Will touched the dried blood on his wrists, and smiled. “They don’t expect it.”

“Of course they don’t. They know what happens when one of us consumes vampire blood. They probably expect you to have more sense.”

“That expectation never seems to serve them very well, does it?”

“It hardly serves you, either.” Jem looked at Will thoughtfully. He was the only one who never fell out of temper with Will. Whatever Will did, the most extreme reaction he seemed to be able to provoke in Jem was mild exasperation. “What happened in there? We were waiting for the signal—”

“Henry’s bloody Phosphor didn’t work. Instead of sending up a flare of light, it set the curtains on fire.”

Jem made a choked noise.

Will glared at him. “It’s not funny. I didn’t know whether the rest of you were going to show up or not.”

“Did you really think we wouldn’t come after you when the whole place went up like a torch?” Jem asked reasonably. “They could have been roasting you over a spit, for all we knew.”

“And Tessa, the silly creature, was supposed to be out the door with Magnus, but she wouldn’t leave—”

“Her brother was manacled to a chair in the room,” Jem pointed out. “I’m not sure I would have left either.”

“I see you’re determined to miss my point.”

“If your point is that there was a pretty girl in the room and it was distracting you, then I think I’ve taken your point handily.”

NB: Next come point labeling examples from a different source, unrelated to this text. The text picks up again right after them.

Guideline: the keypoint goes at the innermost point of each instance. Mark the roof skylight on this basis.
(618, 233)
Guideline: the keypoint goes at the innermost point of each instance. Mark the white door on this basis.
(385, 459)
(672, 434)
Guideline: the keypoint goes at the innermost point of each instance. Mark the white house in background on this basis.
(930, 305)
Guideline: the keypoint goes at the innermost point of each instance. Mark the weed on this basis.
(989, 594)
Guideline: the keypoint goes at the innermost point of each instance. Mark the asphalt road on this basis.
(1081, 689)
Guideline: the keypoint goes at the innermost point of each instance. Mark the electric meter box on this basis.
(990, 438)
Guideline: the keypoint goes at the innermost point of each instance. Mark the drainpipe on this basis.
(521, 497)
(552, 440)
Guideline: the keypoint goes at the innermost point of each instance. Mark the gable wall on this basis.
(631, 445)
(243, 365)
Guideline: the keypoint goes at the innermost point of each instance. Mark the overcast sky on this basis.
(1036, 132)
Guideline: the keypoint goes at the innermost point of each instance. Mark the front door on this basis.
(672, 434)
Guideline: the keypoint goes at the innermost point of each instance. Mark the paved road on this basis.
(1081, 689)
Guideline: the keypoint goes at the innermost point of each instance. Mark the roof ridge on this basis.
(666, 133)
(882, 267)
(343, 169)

“You think she’s pretty?” Will was surprised; Jem rarely opined on this sort of thing.

“Yes, and you do too.”

“I hadn’t noticed, really.”

“Yes, you have, and I’ve noticed you noticing.” Jem was smiling. Despite the stress of the battle, he looked healthy tonight. There was color in his cheeks, and his eyes were a dark and steady silver. There were times, when the illness was at its worst, when all the color drained even from his eyes, leaving them horribly pale, nearly white, with that black speck of pupil in the center like a speck of black ash on snow. It was times like that when he also became delirious. Will had held Jem down while he’d thrashed about and cried out in another language and his eyes had rolled back into his head, and every time it happened, Will thought that this was it, and Jem was really going to die this time. He sometimes then thought about what he would do afterward, but he couldn’t imagine it, any more than he could look back and remember his life before he had come to the Institute. Neither bore thinking about for very long.